Максим зажмурился. Но, к его удивлению, Иван Павлович широко улыбнулся и прикрикнул:
– Влад, ну где ты там? Давай портфель! День-то какой, поможем давай страдальцам!
Тем временем, гости плотным полукругом выстроились напротив попрошаек и, не скрывая любопытства, разглядывали их. Лёха же прятал лицо в воротник пальто, боялся, что Иван Павлович узнает его и припомнит историю с инвалидностью. Светка радостно протянула пол-литровый пластиковый стакан, Петя поправил ногой помятую железную миску, в которой стояла затёртая иконка.
– Лёх, давай, покажи культю, – прошептала Светка.
Лёха помотал головой и ещё глубже втянул голову в воротник.
Раздвинув плечом гостей, к Ивану Павловичу подошёл невысокий симпатичный ясноглазый водитель.
– Пожалуйста, Иван Павлович, – Влад протянул ему темный портфель, Иван Павлович, открыл его и достал из бокового кармашка несколько сотенных.
– Ну, убогие, чтоб крепко помолились за здоровье Илюшки моего, поняли? – он улыбнулся, одну сотню положил в миску, другую в Светкин стакан, а третью ткнул за пазуху Лёхе. И вдруг Лёха, совершенно неожиданно для самого себя вытянул шею, безумными глазами обвёл людей и остановился взглядом на Владе. В голове у Лёхи что-то щёлкнуло, зашумело, он откинулся к стене, раздвинул ноги, задышал громко, шумно. Застонал молодым мужским голосом.
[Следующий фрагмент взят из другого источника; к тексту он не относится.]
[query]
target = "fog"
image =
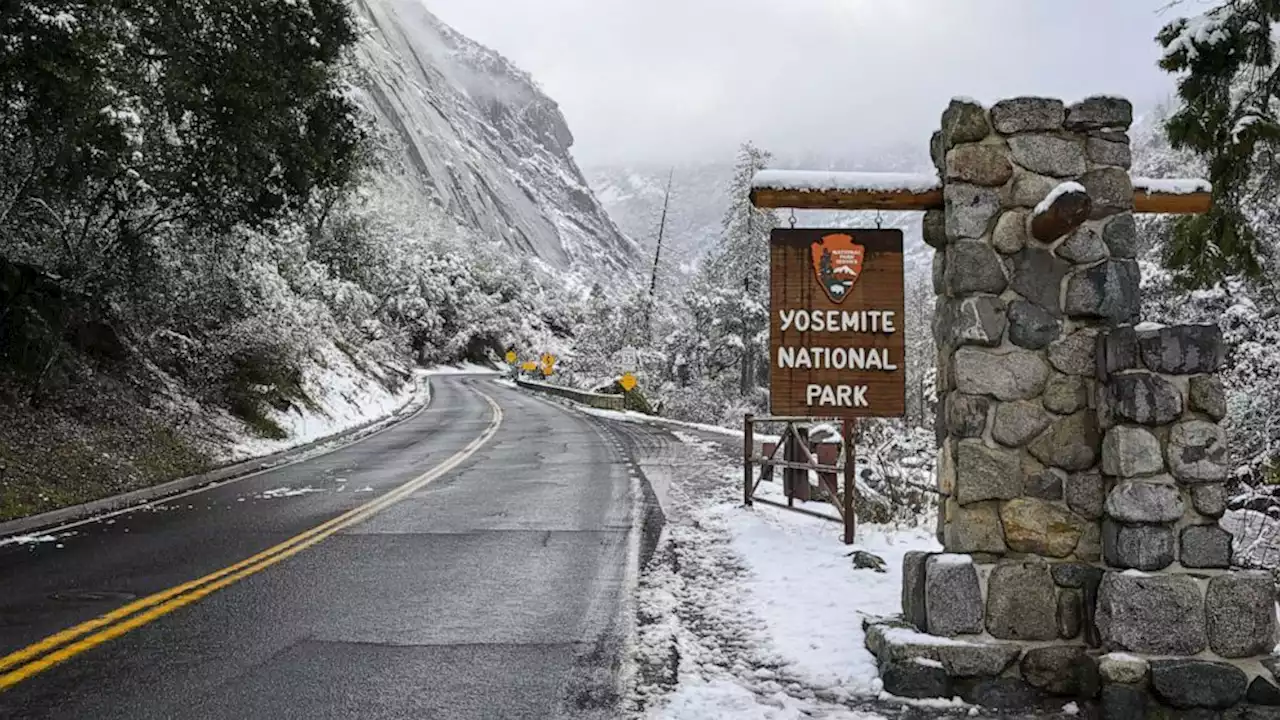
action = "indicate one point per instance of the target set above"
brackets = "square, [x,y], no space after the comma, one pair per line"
[664,81]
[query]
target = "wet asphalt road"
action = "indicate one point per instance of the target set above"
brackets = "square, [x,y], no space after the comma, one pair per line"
[499,589]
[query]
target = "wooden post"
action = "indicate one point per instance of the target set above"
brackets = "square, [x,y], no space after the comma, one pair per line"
[850,481]
[748,450]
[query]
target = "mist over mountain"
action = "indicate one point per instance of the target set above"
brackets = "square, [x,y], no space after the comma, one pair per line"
[479,140]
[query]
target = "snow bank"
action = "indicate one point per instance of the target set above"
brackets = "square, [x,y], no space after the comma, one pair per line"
[716,700]
[344,397]
[1171,186]
[818,181]
[812,600]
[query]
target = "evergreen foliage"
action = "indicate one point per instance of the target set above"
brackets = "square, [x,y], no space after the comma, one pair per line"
[1229,83]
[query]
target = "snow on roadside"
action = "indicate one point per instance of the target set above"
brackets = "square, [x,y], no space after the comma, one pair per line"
[346,397]
[33,538]
[803,586]
[632,417]
[757,613]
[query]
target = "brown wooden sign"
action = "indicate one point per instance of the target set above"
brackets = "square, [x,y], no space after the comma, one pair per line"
[837,342]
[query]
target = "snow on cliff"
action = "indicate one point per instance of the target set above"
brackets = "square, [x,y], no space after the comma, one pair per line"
[479,139]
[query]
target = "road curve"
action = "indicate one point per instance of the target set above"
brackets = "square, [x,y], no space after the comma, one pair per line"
[494,586]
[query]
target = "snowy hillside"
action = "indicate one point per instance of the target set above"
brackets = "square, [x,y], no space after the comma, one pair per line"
[480,140]
[632,195]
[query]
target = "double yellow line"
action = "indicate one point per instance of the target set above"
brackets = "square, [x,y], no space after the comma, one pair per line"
[59,647]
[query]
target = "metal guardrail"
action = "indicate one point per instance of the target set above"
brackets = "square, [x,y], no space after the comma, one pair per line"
[589,399]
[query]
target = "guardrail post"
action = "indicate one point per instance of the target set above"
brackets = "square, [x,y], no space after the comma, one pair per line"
[748,451]
[850,481]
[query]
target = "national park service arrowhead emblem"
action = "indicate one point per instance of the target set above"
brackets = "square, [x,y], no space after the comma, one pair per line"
[839,261]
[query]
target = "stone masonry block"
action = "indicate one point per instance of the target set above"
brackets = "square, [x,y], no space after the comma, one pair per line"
[970,213]
[1142,547]
[1022,602]
[1206,395]
[1151,614]
[1018,422]
[1197,452]
[967,414]
[1037,274]
[974,528]
[1205,546]
[1027,114]
[1182,350]
[1070,443]
[913,589]
[1100,113]
[986,473]
[952,597]
[1146,501]
[1107,291]
[1048,154]
[1040,527]
[1016,374]
[964,122]
[1197,683]
[1143,399]
[1129,451]
[982,164]
[1242,614]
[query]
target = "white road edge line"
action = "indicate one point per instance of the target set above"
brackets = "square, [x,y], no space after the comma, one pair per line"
[629,633]
[215,484]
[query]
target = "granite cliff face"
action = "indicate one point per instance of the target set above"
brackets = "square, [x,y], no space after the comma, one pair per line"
[475,136]
[699,196]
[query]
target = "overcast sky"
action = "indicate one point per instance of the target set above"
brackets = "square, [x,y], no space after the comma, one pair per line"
[671,80]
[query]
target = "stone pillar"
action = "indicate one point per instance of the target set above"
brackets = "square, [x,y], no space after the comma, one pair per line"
[1056,418]
[1018,319]
[1169,589]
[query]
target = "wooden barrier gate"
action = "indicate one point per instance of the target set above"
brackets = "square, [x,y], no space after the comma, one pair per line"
[799,459]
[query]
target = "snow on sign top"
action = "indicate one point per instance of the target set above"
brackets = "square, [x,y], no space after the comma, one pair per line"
[818,181]
[1171,186]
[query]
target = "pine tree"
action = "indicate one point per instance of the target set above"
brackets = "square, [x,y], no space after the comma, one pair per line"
[739,267]
[1230,90]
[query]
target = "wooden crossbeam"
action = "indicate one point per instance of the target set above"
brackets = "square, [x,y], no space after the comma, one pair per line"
[804,190]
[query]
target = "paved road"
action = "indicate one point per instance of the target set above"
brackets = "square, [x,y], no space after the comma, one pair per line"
[498,588]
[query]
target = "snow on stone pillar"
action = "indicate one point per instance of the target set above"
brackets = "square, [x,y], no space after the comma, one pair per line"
[1164,458]
[1080,454]
[1034,256]
[1020,304]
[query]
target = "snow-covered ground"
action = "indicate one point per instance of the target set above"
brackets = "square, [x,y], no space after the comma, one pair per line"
[344,397]
[757,613]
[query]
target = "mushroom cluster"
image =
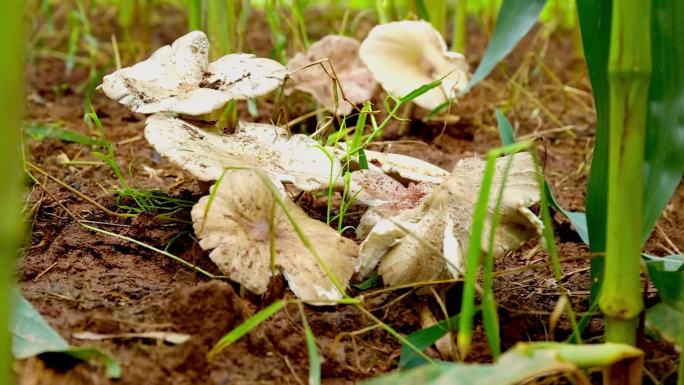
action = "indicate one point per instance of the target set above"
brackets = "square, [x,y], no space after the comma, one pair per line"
[417,214]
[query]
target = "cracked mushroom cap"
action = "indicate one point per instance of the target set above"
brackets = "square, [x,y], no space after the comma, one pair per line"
[430,241]
[244,225]
[403,168]
[405,55]
[178,78]
[385,196]
[206,154]
[355,79]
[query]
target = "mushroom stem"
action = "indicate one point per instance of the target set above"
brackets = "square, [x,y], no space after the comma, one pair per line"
[405,125]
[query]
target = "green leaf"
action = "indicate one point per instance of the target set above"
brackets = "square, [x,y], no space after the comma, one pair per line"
[369,282]
[32,335]
[668,276]
[595,22]
[423,339]
[40,131]
[664,156]
[515,19]
[521,363]
[579,220]
[664,149]
[665,322]
[246,327]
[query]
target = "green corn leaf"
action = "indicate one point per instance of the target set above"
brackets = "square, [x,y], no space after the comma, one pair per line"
[41,130]
[664,156]
[505,128]
[32,335]
[314,358]
[578,220]
[515,19]
[668,276]
[595,26]
[518,365]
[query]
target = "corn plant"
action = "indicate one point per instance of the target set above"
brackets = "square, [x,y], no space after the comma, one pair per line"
[11,38]
[637,161]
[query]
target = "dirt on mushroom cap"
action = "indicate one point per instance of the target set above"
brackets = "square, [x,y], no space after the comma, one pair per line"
[405,55]
[430,241]
[353,76]
[178,78]
[249,234]
[206,154]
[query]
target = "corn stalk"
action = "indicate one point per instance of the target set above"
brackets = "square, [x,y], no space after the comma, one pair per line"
[629,73]
[460,19]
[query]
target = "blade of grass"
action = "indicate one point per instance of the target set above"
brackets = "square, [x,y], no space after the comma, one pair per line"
[314,358]
[629,74]
[475,246]
[245,328]
[515,19]
[41,130]
[11,97]
[595,25]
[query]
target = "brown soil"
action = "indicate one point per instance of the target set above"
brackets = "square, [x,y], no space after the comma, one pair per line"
[84,281]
– Ох.. Ох.. Иван Павлович.. Иван Павлович. А ваша точно не приедет? – закатив глаза, ритмично раскачивался Лёха. И сам себе же ответил, но уже баритоном:
– Тихо, Владик, тихо, она с Андреем сегодня в Липецке, к сестре поехала. До вечера точно не вернётся.
– Иван Павлович.. Иван..
– А ну-ка, замолчи! – к Лёхе подлетел Максим и встряхнул его за плечи. Ошалевшая Светка округлившимися глазами смотрела то на Лёху, то на Влада, то на Ивана Павловича. Замерла и жена Ивана Павловича. Пауза получалась убийственная. Ситуацию спас ребёнок: громкий крик из свёртка с голубой лентой как будто разбудил всех, и гости, пряча друг от друга глаза, молча пошли в церковь. На улице остались Максим и попрошайки.
– Это что такое? – бешеным сдавленным шёпотом свистел иерей, – Что за театр, слышишь, это ведь тебя Лёха зовут, да? Что за чревовещание, слышишь меня?! – Максим снова резко тряхнул Лёху. И тот вдруг вскочил.